Whilst WaterAid recognises the government’s efforts to create a strong, streamlined framework for helping the country build back better, the lack of proper investment in capacity to delivery and inadequate financial resources means hundreds and thousands of people are still living in temporary housing. Many are living in cramped encampments for internally displaced persons with no long-term solutions for water or sanitation facilities. As a result, access to clean water, toilets and hygiene services is compromised – as well as people’s health, education and dignity.

Compounding the complicated situation of damage to basic infrastructure, many natural springs – which a large number of people in rural Nepal depend upon for their water supplies – produce less water, or have dried up all together.
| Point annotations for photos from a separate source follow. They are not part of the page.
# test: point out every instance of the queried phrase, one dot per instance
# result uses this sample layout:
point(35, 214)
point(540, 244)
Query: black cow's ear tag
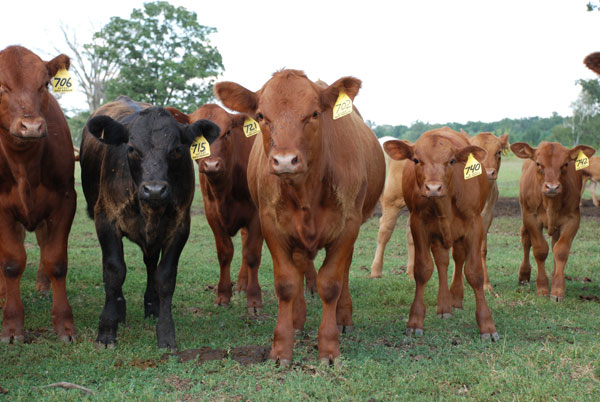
point(199, 148)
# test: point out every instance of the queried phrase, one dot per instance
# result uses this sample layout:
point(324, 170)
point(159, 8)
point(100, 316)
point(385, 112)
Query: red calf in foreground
point(36, 186)
point(549, 194)
point(445, 212)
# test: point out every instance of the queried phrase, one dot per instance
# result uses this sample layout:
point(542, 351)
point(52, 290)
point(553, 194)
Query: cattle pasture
point(547, 350)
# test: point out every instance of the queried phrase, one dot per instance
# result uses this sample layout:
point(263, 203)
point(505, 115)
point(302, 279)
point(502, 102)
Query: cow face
point(290, 110)
point(24, 83)
point(553, 162)
point(435, 160)
point(494, 147)
point(157, 148)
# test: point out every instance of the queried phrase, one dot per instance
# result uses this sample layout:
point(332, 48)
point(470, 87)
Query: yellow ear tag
point(582, 161)
point(343, 106)
point(472, 167)
point(199, 148)
point(62, 82)
point(251, 127)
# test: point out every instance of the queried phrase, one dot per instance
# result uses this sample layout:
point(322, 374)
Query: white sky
point(435, 61)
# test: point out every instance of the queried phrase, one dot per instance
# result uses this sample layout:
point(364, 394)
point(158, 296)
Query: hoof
point(493, 337)
point(13, 339)
point(417, 331)
point(254, 311)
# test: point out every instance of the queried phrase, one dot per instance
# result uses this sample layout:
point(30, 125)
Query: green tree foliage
point(165, 56)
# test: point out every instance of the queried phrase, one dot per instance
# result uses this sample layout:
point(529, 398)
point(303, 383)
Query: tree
point(164, 55)
point(93, 71)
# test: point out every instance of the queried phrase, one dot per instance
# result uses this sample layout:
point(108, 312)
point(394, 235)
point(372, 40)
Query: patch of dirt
point(509, 207)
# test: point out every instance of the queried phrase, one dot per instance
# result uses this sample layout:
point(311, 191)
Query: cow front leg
point(151, 300)
point(113, 275)
point(12, 263)
point(251, 256)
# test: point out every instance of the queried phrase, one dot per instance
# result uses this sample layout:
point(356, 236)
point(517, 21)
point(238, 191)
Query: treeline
point(532, 130)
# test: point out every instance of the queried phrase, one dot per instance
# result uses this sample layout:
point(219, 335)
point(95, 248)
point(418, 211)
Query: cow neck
point(25, 168)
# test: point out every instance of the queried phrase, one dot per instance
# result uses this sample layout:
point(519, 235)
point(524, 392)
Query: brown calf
point(445, 212)
point(549, 194)
point(315, 180)
point(36, 186)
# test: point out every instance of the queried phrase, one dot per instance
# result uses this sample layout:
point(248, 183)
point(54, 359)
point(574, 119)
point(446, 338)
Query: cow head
point(435, 160)
point(553, 162)
point(290, 110)
point(494, 147)
point(157, 148)
point(226, 147)
point(24, 84)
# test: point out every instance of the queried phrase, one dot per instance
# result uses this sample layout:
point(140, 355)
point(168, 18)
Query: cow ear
point(478, 153)
point(587, 151)
point(399, 150)
point(203, 127)
point(177, 115)
point(59, 62)
point(523, 150)
point(114, 132)
point(349, 85)
point(236, 97)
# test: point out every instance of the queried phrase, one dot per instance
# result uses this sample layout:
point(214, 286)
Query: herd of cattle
point(306, 181)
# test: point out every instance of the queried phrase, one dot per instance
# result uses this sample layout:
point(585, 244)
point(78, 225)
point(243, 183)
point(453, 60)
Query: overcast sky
point(436, 61)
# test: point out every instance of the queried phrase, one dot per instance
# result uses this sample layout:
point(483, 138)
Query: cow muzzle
point(434, 189)
point(30, 128)
point(286, 164)
point(154, 193)
point(551, 189)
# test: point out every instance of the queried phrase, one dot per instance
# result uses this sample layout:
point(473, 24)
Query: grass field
point(547, 350)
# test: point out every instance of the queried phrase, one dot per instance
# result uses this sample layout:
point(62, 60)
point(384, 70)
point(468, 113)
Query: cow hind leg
point(387, 223)
point(151, 301)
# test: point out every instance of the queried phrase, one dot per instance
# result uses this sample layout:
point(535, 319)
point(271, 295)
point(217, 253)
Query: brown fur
point(36, 186)
point(549, 194)
point(331, 187)
point(445, 211)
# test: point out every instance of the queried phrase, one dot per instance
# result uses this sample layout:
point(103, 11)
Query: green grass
point(547, 350)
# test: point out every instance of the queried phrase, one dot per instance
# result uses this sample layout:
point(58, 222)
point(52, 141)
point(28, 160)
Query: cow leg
point(540, 252)
point(251, 256)
point(410, 245)
point(525, 269)
point(474, 275)
point(42, 282)
point(344, 305)
point(151, 303)
point(560, 251)
point(387, 222)
point(457, 286)
point(423, 272)
point(52, 237)
point(113, 275)
point(444, 302)
point(12, 263)
point(242, 282)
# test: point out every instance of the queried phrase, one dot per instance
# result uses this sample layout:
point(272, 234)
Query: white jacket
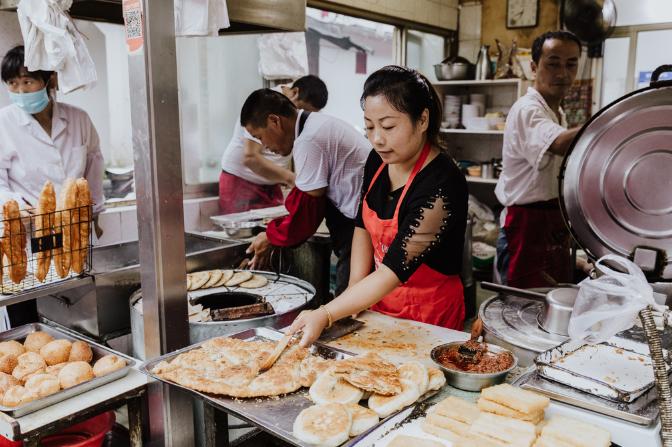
point(29, 157)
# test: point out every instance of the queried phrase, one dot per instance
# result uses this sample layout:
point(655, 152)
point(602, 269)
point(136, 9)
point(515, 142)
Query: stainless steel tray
point(21, 332)
point(617, 369)
point(643, 411)
point(274, 415)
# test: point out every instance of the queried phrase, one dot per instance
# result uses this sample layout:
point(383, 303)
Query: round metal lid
point(616, 181)
point(515, 320)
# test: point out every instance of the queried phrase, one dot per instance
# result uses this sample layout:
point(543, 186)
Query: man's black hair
point(264, 102)
point(312, 90)
point(13, 67)
point(538, 44)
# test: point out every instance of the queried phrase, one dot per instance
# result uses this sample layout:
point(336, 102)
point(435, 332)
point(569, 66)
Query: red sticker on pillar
point(360, 62)
point(133, 24)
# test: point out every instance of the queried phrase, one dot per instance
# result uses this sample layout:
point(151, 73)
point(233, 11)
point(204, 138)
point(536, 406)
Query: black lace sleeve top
point(432, 217)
Some communities that once had 24/7 access to water now have just one to two hours per day, and many people are having to bath in rivers or queue for hours at taps.

To combat this, WaterAid, together with its local partners and the communities it works with, is working to find new spring sources and construct new intake structures for water supply schemes.

“This will be a long journey and WaterAid is committed to helping the people of Nepal build back better. Access to safe water, improved sanitation and hygiene helps build resilient communities. ,” said Rai. “In Kharelthok, for example, a new intake to increase the flow of water into a water supply scheme has been constructed, and communities are receiving training on how to protect and maintain fresh water springs. To date, we’ve helped communities restore nearly 400 water points, constructed over 300 handwashing stations, and restored toilets in public school, camps for internally displaced persons and local villages.”

WaterAid had been active in Nepal for over 30 years and has a long history of water, sanitation and hygiene related successes with communities. Immediately after the emergency the WaterAid Nepal team, strengthened with staff from the wider WaterAid family, joined the international relief effort delivering water purification drops and tablets, sanitary towels, nappies, bars of soaps, buckets, jugs of latrine disinfectant and other essential items to those affected reaching over 160,000 people.

The organisation calls on the Nepalese government to take action on water and sanitation services, while providing community-level training on water safety plans that are designed to ensure water delivered by water supply schemes is free from contamination. At the same time, communities are being encouraged to collect rainwater in safe storage tanks to supplement available water supplies.